OSStatus ComponentBase::AP_Open(void* self, AudioComponentInstance compInstance)
{
	OSStatus result = noErr;
	const auto acpi = static_cast<AudioComponentPlugInInstance*>(self);
	try {
		const std::lock_guard guard{ InitializationMutex() };

		auto* const cb =
			static_cast<ComponentBase*>((*acpi->mConstruct)(&acpi->mInstanceStorage, compInstance));
		cb->DoPostConstructor(); // allows base class to do additional initialization
		// once the derived class is fully constructed
		result = noErr;
	}
	AUSDK_Catch(result)
	if (result != noErr) {
		delete acpi; // NOLINT
	}
	return result;
}

Here is the stack trace which does not give me any hints:

reaper (1) Queue : com.apple.main-thread (serial)
#0	0x0000000127c5eb23 in ausdk::ComponentBase::AP_Open(void*, ComponentInstanceRecord*) at /Users/setup/Library/Developer/VST/JUCE Projects/Vaporizer2/JUCE/modules/juce_audio_plugin_client/AU/AudioUnitSDK/ComponentBase.cpp:51
#1	0x00007ff80c6fa551 in APComponent::newInstance(unsigned int, bool, void (OpaqueAudioComponentInstance*, int) block_pointer) ()
#2	0x00007ff80c7f9e97 in instantiate(OpaqueAudioComponent*, unsigned int, bool, void (OpaqueAudioComponentInstance*, int) block_pointer) ()
#3	0x00007ff80c7fa2e7 in __AudioComponentInstanceNew_block_invoke ()
#4	0x00007ff80c67832b in Synchronously ()
#5	0x00007ff80c7fa0cf in AudioComponentInstanceNew ()
#6	0x0000000109502e4f in __OpenComponent(void*) ()
#7	0x000000010950147c in AU_Plugin::AU_Plugin(void*, char const*, void*, int*) ()
#8	0x0000000109353b7c in FxDsp::FxDsp(int, char const*, void*) ()
#9	0x000000010936b880 in FxChain::addSelection(HWND__*, bool, int) ()
#10	0x000000010939420c in addDialogProc(HWND__*, unsigned int, unsigned long, long) ()
#11	0x00000001094af9c6 in SwellDialogDefaultWindowProc(HWND__*, unsigned int, unsigned long, long) ()
#12	0x0000000109397176 in addDialogProc(HWND__*, unsigned int, unsigned long, long) ()
#13	0x00000001094af9c6 in SwellDialogDefaultWindowProc(HWND__*, unsigned int, unsigned long, long) ()
#14	0x00000001094ae100 in -[REAPERSwell_hwnd swellOnControlDoubleClick:] ()
#15	0x00007ff80de9542c in -[NSApplication(NSResponder) sendAction:to:from:] ()
#16	0x00007ff80de952b0 in -[NSControl sendAction:to:] ()
#17	0x00007ff80dfcc5dd in -[NSTableView _sendAction:to:row:column:] ()
#18	0x00007ff80dfcafb7 in -[NSTableView mouseDown:] ()
#19	0x00000001094c6fa9 in -[REAPERSwell_listview mouseUp:] ()
#20	0x00007ff80e6663e6 in _routeMouseUpEvent ()
#21	0x00007ff80de067eb in -[NSWindow(NSEventRouting) _reallySendEvent:isDelayedEvent:] ()
#22	0x00007ff80de06427 in -[NSWindow(NSEventRouting) sendEvent:] ()
#23	0x00007ff80de04e01 in -[NSApplication(NSEvent) sendEvent:] ()
#24	0x00000001092fe368 in -[REAPERapp sendEvent:] ()
#25	0x00007ff80e0bf74e in -[NSApplication _handleEvent:] ()
#26	0x00007ff80dc947ad in -[NSApplication run] ()
#27	0x00007ff80dc689a1 in NSApplicationMain ()
#28	0x0000000108fa8534 in start ()

What I found out in many debugging sessions is, that it seems to be related to parameters. When I clear the parameter array of the plugin in cb by setting the numUsed to 0 below, then the plugin loads and runs fine - but without any host parameters of course. As soon as I set it to 1 or higher it crashes.

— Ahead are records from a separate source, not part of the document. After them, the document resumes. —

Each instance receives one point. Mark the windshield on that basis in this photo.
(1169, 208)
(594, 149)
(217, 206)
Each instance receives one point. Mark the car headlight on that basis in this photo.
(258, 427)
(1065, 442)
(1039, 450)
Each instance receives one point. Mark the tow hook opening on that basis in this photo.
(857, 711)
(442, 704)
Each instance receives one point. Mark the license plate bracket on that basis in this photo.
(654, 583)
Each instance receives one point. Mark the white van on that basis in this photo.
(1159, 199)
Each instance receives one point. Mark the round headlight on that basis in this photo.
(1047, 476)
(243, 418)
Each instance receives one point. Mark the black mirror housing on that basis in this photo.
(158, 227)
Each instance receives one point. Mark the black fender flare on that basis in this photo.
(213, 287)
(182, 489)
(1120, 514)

juceParameters	juce::LegacyAudioParametersWrapper	
params	juce::Array<juce::AudioProcessorParameter *>	
values	juce::ArrayBase<juce::AudioProcessorParameter *, juce::DummyCriticalSection>	
elements	juce::HeapBlock<juce::AudioProcessorParameter *>	
numUsed	int	755

Do you have any recommendations? What in my parameters could cause the AU in Reaper to crash (and crash Reaper with it)?

Thanks!

Not sure what could be causing the problem, but it might be worth testing in the JUCE AudioPluginHost to see whether that’s able to load and run the plugin as expected.

You could also try building your plugin and the AudioPluginHost with address sanitizer enabled (add -fsanitize=address to you compiler flags in both projects), as this will tell you if there are problems with memory accesses in your code.

Thank you. I tried both. There are no issues that address sanitizer brings up. The plugin runs without problems in JUCE AudioPluginHost.
Is there anything else that I could check?

Hi reuk,

After several hours of debugging I finally found out, that everything works fine when I comment out the following statement in AudioUnitSDK/AUBase.h

	static void FillInParameterName(
		AudioUnitParameterInfo& ioInfo, CFStringRef inName, bool inShouldRelease)
	{
		ioInfo.cfNameString = inName;
		ioInfo.flags |= kAudioUnitParameterFlag_HasCFNameString;
		if (inShouldRelease) {
			ioInfo.flags |= kAudioUnitParameterFlag_CFNameRelease;
		}
		//CFStringGetCString(inName, &ioInfo.name[0], offsetof(AudioUnitParameterInfo, clumpID), kCFStringEncodingUTF8);
	}

The statement seems odd to me since in the description of struct AudioUnitParameterInfo it is written:

@struct			AudioUnitParameterInfo
	@var  			name
						UNUSED - set to zero - UTF8 encoded C string (originally).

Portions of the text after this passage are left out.